Bu nedenle 2011 itibariyle daha yüksek perdeden bu uyarıyı yapıyorum. Çünkü bu borç ödenemezse, üzeri silinecek bir yapıda değil. Çoğu bankalar kanalıyla yapılan bu borçlanma mevduatlar üzerinden aktarılmıyor.
Tamamına yakını bankaların sendikasyon yoluyla yurtdışı borçlanmaları neticesinde getirilen sermayenin kredi olarak dağıtılmasıyla sonuçlanıyor. Yurtdışından getirilen paraların da devlet güvencesinde olduğunu biliyoruz.
Bu nedenle en iyi ihtimalle bankalar zarar yazar ve vergiden düşer. Fakat bu uyarıların hiçbiri dikkate alınmadı. Şayet siz bir ülkede, insanları gelirinin üzerinde harcamaya zorlayarak tüketim ekonomisi uygular; bunu da borç parayla yaparsanız, geliri gerçek olmayan enflasyon üzerinden artan insanlar, temel ihtiyaçlarını kredi ve kredi kartıyla karşıladığından sistem tıkanır.

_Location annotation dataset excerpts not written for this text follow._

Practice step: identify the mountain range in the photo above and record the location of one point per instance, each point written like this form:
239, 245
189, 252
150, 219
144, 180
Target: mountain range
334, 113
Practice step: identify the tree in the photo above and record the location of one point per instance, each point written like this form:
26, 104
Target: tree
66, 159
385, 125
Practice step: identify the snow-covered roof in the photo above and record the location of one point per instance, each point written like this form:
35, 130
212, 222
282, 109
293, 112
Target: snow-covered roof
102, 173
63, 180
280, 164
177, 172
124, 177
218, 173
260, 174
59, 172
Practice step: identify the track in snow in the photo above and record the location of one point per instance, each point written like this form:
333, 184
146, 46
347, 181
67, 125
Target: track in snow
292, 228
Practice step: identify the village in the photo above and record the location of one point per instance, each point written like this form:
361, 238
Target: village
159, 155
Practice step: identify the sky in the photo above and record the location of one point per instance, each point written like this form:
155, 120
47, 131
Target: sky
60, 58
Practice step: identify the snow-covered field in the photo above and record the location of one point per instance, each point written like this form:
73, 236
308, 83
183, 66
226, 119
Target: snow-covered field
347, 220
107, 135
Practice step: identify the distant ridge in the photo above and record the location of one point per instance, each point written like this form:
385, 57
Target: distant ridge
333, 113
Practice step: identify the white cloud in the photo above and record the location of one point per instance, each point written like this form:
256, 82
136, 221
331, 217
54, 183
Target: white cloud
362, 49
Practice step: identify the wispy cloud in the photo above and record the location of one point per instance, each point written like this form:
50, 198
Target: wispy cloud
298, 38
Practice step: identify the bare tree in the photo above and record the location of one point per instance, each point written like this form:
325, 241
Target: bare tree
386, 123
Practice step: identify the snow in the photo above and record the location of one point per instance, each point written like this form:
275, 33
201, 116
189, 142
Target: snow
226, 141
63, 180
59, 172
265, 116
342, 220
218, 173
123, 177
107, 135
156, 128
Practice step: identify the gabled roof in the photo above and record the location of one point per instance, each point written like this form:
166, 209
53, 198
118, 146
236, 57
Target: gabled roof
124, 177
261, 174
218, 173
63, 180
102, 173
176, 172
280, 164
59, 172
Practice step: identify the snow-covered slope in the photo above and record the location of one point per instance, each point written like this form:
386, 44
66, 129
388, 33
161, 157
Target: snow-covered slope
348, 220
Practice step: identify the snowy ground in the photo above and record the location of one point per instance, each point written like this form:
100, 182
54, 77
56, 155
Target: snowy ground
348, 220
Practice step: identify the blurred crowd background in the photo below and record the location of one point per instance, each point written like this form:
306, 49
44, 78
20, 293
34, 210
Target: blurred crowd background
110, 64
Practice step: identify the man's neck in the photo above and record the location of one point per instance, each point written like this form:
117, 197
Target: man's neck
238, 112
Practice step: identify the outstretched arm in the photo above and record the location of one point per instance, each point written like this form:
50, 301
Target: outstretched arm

Nitekim olan da bu. Son yapılan uygulamaya bakın. Dar gelirli vatandaşların 2 bin TL’ye kadar olan borçları sıfırlanıyor. Elektrik, su, doğalgaz, telefon gibi temel ihtiyaç başlıklarındaki borçları da devlet üstleniyor. Toplamda 30 milyar TL’ye varacak bir maliyet.
Bazıları bunu gaz alma, bazıları seçim yatırımı, bazıları da popülizm olarak nitelendirdi. Hangisinin etkisi vardır bilinmez ama gerçek şu ki, bu borçların kamulaşmasının ilk sinyalidir. Ödeme kabiliyetinin yitirildiği bir borç yapısı içerisinde topun ilk patlak verdiği yere yapılan yamadır. Çünkü 2 trilyon TL’ye yaklaşan tüketici ve KOBİ borçlarının döndürülebilme kabiliyeti kalmadı.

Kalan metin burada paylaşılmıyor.